Jetzt habe ich ein Domain-Objekt person das Detached ist

Benutzer 2 (in der Zwischenzeit):

löscht den selbigen Eintrag (diese Person war ihn immer schon unsympathisch ;-) )
Somit ist dieses Domain-Objekt person also Transient

Was mache ich jetzt mit Benutzer 1?


update: geht nicht (führt IMMER ein update aus, auch wenn keine Änderungen stattgefunden haben und erhöht mir meinen version-Zähler (optimistische Sperre), bzw. existiert das Objekt ja auch nicht mehr in der DB)
save: geht nicht (da Benutzer 1 nichts von der Löschung weiss)
saveOrUpdate, merge:  geht nicht (wäre zwar OK für Benutzer 1, aber für Benutzer 2 taucht der gerade gelöschte Datensatz wieder auf)
get, update: sehr umständlich, ich hole mir mittels get und der ID das selbe Objekt (somit Persistent) oder erhalte null und kann darauf reagieren. Kopiere alle Eigenschaften vom Detached-Objekt in das Persitent-Objekt um und mache ein update auf das Persistent-Objekt. Das wäre übrigends das DTO-Pattern.

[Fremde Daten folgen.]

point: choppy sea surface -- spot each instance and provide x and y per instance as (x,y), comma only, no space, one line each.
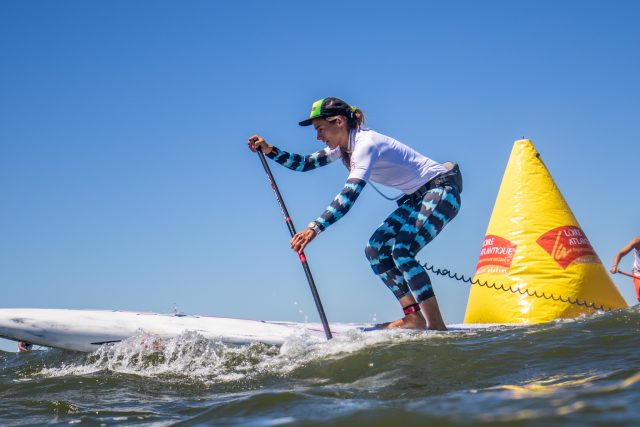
(578,372)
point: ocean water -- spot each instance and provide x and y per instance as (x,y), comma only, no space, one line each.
(578,372)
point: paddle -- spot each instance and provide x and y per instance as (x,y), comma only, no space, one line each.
(303,259)
(629,274)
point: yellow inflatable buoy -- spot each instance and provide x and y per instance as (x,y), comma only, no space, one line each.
(536,254)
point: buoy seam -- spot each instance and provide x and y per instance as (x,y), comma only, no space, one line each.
(509,288)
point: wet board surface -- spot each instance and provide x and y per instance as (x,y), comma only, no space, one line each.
(87,330)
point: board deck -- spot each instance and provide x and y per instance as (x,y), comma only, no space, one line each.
(87,330)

Wo ist mein Knoten, meine Blockade, ... ?

Oder anders gefragt: Wie bringe ich vernünftig ein Domain-Objekt mit den Status "detached" in den Status "persitent"?

Marco


----------



## zerix (13. Juni 2007)

Hallo,

also wenn ich dich richtig verstanden habe, benutzt jeder User die gleiche Datenbank mit den gleichen Tabellen. Meiner Meinung nach ist es in dieser Situation gar nicht möglich ein Object abzuspeichern ohne dass es von einem anderen Nutzer gesehen wird.
Eine Idee von mir wäre, damit es nicht mit zu großen Änderungen verbunden wäre, dass du eine allgemeine Tabelle hast mit allen Daten zu den Personen und dann eine Tabelle für jeden Nutzer in der nur die Primary-Keys der Personen stehen, die bei ihm angezeigt werden sollen.
Ich hoffe ich konnte dir etwas helfen.

MFG

zEriX


----------



## DerGrinsemann (13. Juni 2007)

Hallo!

Ich dürfte die Antwort auf mein Problem gefunden haben! Leider!

In der EJB-Spezifikation 3.0 steht folgendes zu "merge"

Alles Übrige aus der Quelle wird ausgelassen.